Man wüsste gern, wie die Sache nun ausgegangen ist. Hat Gott dem Psalmisten geholfen?
  Haben die Feinde Grenzen gesetzt bekommen?
  Der Psalm löst die Situation nicht auf. Das Gebet steht als Bittgebet da, nicht mehr.
  Mir ist der Psalm lieb geworden. Und das liegt vor allem an einem:
  Er lehrt uns, von Gott etwas zu erwarten. Wenn es dann anders kommt, wenn wir enttäuscht werden und der Porsche anstatt vor der eigenen Tür vor der Haustür der Nachbarin steht, dann haben wir eine Aufgabe zu lösen. Zum Beispiel mit unserem Neid umzugehen; oder die Nachbarin nach so vielen Jahren jetzt doch mal anzusprechen. Vielleicht um sich das Auto auszuleihen. Oder um endgültig einzusehen, dass es das Auto vielleicht doch nicht ist, worum Du Gott bitten solltest. Der Psalm lehrt uns, von Gott etwas zu erwarten. Das ist das eine. Auf dieser Spur führt der Psalm aber noch weiter:
Z. B. zu der Frage, was wir überhaupt wollen. An der Satire aus dem Postillon wird nämlich nicht nur deutlich, dass man vom Gebet auch öffentlich noch etwas erwartet. Sondern es wird in dieser Satire auch deutlich, dass Menschen unglaublich viele Wünsche und Sehnsüchte haben. Dass sie manches Mal geradezu einem Chaos von Wünschen und Sehnsüchten ausgeliefert sind, von denen sie selbst in ihrem Leben vor sich her getrieben werden. An dem, was man will, wird ganz persönlich deutlich, wie frei man ist, das eigene Leben zu führen.
  
  In der Frage nach dem, wie die Beziehung zu Gott im Leben eines Menschen einen festen Grund erhält, ist der Mensch ganz und gar von Gott abhängig. In der Frage der Rechtfertigung geht es mehr oder weniger darum, Gottes Zuspruch zu empfangen. Gott sei mir gnädig, so betet der Psalmist.
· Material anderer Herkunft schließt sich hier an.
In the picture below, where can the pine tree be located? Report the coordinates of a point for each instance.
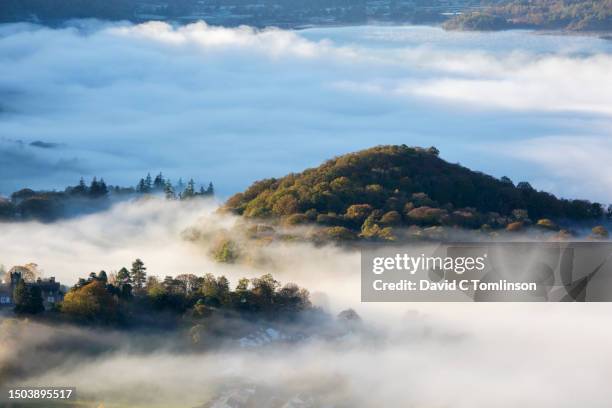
(102, 276)
(189, 191)
(94, 188)
(103, 188)
(148, 182)
(210, 190)
(123, 276)
(81, 188)
(27, 298)
(141, 187)
(169, 191)
(138, 274)
(158, 183)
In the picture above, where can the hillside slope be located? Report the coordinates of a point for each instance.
(572, 15)
(390, 186)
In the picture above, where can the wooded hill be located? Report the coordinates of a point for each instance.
(574, 15)
(370, 192)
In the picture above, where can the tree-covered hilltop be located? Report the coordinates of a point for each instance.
(83, 198)
(370, 192)
(576, 15)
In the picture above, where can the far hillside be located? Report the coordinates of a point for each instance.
(372, 192)
(572, 15)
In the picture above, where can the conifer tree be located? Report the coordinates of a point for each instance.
(138, 274)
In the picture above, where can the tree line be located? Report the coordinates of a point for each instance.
(28, 204)
(130, 295)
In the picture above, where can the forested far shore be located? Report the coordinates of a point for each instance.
(571, 15)
(83, 198)
(373, 193)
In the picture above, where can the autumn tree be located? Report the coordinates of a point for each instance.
(138, 274)
(27, 298)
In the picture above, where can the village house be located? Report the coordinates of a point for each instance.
(50, 289)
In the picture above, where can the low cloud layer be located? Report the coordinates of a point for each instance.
(235, 104)
(459, 354)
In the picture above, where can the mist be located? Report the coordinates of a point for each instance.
(408, 354)
(234, 105)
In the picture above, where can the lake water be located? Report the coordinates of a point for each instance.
(236, 105)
Aber nun muss sich dieser Zuspruch auch in den Lebenslagen, in die man hineingerät, als tragfähig erweisen. Es geht sozusagen darum, auch im Alltag nicht aus der Gnade zu fallen. Und das geschieht eben nicht von selbst. Der Beter ringt darum, dass Gott ihm in seiner Lage beisteht. Genau dieses Ringen wird in Psalm 41 mitgeteilt. Derjenige, der hier spricht, wirbt darum, dass Gott genau mit ihm geht, nun ihm hilft, ihn stärkt, um durch diese Zeit der Verlassenheit hindurch zu kommen. Er hält daran fest, dass Gott das Blatt wenden kann. Denn wie heißt es in der Jahreslosung 2012: „Meine Kraft ist in den Schwachen mächtig.“ (2. Kor. 2, 9) In diesem Sinne spreche ich dem Beter nach, was er zum Schluss sagt; aus diesem Schlusswort klingt noch einmal die Hoffnung, die im Lob über sich hinaus wächst:
14 Gelobt sei der HERR, der Gott Israels, von Ewigkeit zu Ewigkeit! Amen! Amen!
  
  Und die Gnade Gottes, die höher ist als alle menschliche Vernunft, bewahre Eure Herzen und Sinne in Jesus Christus. Amen.